Abstract

OBJECTIVE
The purposes of this study were to examine the expression of matriptase, and its inhibitor, HAI-1, in epithelial ovarian cancer and to assign clinicopathological correlations and to discuss the matriptase/inhibitor (HAI-1) system in the context of ovarian cancer and to examine the possibility that this system might be a useful therapeutic target in this disease.
METHODS
A retrospective study was performed in 51 patients with primary epithelial ovarian cancer staged over Ic who have been diagnosed and treated at Kyung Hee university medical center from Jan. 1991 to Mar. 2003. They were managed with cytoreductive surgery and chemotherapy. This study was performed in paraffin embedded blocks of primary epithelial ovarian cancer of 51 patients by means of immunohistochemistry.

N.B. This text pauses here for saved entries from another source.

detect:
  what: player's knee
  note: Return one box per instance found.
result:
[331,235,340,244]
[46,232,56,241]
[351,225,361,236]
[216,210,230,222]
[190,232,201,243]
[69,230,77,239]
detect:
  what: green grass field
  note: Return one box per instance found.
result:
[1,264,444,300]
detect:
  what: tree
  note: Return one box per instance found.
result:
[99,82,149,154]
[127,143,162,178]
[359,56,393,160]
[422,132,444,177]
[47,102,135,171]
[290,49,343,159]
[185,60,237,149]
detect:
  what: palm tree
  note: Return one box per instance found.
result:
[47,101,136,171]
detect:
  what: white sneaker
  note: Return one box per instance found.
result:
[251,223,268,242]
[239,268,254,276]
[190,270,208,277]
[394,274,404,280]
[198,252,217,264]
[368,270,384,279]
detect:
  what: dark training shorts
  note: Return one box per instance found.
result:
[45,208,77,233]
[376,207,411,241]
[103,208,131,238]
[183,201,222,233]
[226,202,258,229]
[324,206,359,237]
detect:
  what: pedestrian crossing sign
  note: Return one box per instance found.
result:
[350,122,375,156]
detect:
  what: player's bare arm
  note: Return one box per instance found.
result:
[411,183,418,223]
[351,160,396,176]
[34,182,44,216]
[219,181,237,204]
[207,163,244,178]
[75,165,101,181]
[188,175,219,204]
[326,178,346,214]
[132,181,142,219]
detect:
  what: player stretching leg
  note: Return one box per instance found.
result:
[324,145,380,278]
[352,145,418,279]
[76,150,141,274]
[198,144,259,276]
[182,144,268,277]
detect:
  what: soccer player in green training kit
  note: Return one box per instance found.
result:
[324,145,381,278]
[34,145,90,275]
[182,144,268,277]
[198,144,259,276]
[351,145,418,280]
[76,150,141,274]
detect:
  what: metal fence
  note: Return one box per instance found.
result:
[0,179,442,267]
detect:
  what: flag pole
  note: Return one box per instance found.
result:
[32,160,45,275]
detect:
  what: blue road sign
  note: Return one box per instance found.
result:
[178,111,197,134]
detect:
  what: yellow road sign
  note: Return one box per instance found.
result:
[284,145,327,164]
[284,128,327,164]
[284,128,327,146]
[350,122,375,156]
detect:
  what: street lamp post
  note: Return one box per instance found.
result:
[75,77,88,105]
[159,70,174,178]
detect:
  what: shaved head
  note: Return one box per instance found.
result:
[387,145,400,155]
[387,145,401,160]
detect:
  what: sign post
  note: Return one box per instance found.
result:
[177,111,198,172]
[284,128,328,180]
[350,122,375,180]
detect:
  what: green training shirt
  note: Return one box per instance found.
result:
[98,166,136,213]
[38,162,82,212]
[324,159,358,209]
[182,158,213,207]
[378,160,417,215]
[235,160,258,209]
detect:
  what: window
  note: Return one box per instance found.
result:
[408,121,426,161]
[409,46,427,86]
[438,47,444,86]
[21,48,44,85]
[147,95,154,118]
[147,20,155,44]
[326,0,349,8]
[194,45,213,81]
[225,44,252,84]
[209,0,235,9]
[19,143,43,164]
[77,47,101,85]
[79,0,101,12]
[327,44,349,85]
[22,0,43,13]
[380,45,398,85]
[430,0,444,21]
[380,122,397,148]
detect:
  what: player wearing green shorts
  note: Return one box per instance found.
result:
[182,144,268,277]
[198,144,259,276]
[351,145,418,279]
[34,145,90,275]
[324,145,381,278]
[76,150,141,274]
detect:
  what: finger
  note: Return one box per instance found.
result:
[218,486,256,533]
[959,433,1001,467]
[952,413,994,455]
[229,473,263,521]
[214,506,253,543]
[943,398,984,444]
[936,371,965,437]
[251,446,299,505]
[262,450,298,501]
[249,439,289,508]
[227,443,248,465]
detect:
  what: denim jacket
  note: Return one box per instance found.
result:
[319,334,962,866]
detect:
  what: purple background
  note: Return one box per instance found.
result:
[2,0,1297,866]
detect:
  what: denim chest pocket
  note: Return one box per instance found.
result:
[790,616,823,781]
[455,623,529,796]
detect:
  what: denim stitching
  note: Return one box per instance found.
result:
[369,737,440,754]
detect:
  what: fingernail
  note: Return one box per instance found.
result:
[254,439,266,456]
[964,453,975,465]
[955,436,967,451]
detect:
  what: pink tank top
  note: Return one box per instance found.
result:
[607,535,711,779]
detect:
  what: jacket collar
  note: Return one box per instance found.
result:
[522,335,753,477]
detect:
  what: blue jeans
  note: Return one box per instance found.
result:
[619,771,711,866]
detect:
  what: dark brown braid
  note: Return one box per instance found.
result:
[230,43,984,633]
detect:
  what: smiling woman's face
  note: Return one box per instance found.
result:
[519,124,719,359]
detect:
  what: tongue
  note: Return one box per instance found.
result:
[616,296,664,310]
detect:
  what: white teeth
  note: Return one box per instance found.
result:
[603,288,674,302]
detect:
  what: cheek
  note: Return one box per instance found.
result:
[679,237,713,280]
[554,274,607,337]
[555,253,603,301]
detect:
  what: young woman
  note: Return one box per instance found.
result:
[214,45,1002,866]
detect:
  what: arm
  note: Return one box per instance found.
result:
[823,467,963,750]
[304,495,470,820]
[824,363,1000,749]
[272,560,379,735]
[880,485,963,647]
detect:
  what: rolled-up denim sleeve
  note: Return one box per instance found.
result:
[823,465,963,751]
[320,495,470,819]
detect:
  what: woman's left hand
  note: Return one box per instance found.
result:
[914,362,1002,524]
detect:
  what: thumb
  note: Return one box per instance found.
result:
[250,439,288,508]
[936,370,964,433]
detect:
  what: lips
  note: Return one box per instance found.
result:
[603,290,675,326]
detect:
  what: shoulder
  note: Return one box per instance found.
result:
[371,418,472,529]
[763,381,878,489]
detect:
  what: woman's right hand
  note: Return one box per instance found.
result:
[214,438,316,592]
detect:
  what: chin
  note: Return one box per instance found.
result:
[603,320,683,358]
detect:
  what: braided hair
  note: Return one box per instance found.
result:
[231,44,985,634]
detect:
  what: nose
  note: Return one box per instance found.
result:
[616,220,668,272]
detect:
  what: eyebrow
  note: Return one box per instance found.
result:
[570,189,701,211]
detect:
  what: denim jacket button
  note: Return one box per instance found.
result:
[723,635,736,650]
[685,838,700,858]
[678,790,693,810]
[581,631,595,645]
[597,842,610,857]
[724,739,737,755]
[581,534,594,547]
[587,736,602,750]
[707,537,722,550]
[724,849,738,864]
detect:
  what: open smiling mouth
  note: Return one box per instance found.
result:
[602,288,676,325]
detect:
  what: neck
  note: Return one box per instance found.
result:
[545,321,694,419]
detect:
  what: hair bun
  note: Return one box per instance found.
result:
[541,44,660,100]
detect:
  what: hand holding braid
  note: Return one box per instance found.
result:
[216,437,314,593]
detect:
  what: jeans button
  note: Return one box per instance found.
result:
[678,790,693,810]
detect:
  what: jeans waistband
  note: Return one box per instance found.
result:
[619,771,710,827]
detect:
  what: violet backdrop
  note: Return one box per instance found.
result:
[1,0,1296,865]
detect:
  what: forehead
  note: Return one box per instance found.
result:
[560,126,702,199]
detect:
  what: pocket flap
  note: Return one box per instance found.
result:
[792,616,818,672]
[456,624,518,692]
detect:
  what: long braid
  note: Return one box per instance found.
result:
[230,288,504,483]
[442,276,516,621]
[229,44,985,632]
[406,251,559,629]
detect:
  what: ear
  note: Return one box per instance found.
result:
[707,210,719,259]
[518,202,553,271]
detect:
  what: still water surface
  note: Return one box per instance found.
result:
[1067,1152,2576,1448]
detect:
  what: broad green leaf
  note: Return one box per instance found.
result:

In addition, to validate protein expression data at the gene level, matriptase/HAI-1 mRNA expression was evaluated by reverse transcriptase-polymerase chain reaction (RT-PCR) on frozen specimens from 10 ovarian cancers. Statistical analyses of immunohistochemistry (IHC) expression data with clinicopathological parameters and survival were then performed.
RESULTS
Of 51 ovarian tumors tested, 25 (49%) and 37 (72.5%) were positive staining for matriptase and HAI-1 by IHC, respectively. Of 18 stage I/II tumors, 11 (61.1%) stained positive for matriptase, and 15 (83.3%) stained positive for HAI-1; Of 18 stage I/II tumors, 10 (55.6%) tumors showed coexpression. Of 33 stage III/IV tumors, 14 (42.4%) stained positive for matriptase and 22 (66.7%) stained positive for HAI-1; Of 33 stage III/IV tumors, 11 (33.3%) tumors showed coexpression.
CONCLUSION
No relationship was found between the expression of either matriptase or HAI-1 with clinicopathological parameters and survival. However, stage I/II ovarian tumors are more likely to express matriptase and HAI-1 than are the more advanced disease stage III/IV tumors. Correspondingly, the low frequency of matriptase and HAI-1 coexpression is more likely to be associated with stage III/IV tumors than stage I/II tumors. Such an imbalance in the matriptase: HAI-1 ratio could promote the proteolytic activity of matriptase and, consequently, a more invasive phenotype in the advanced tumors.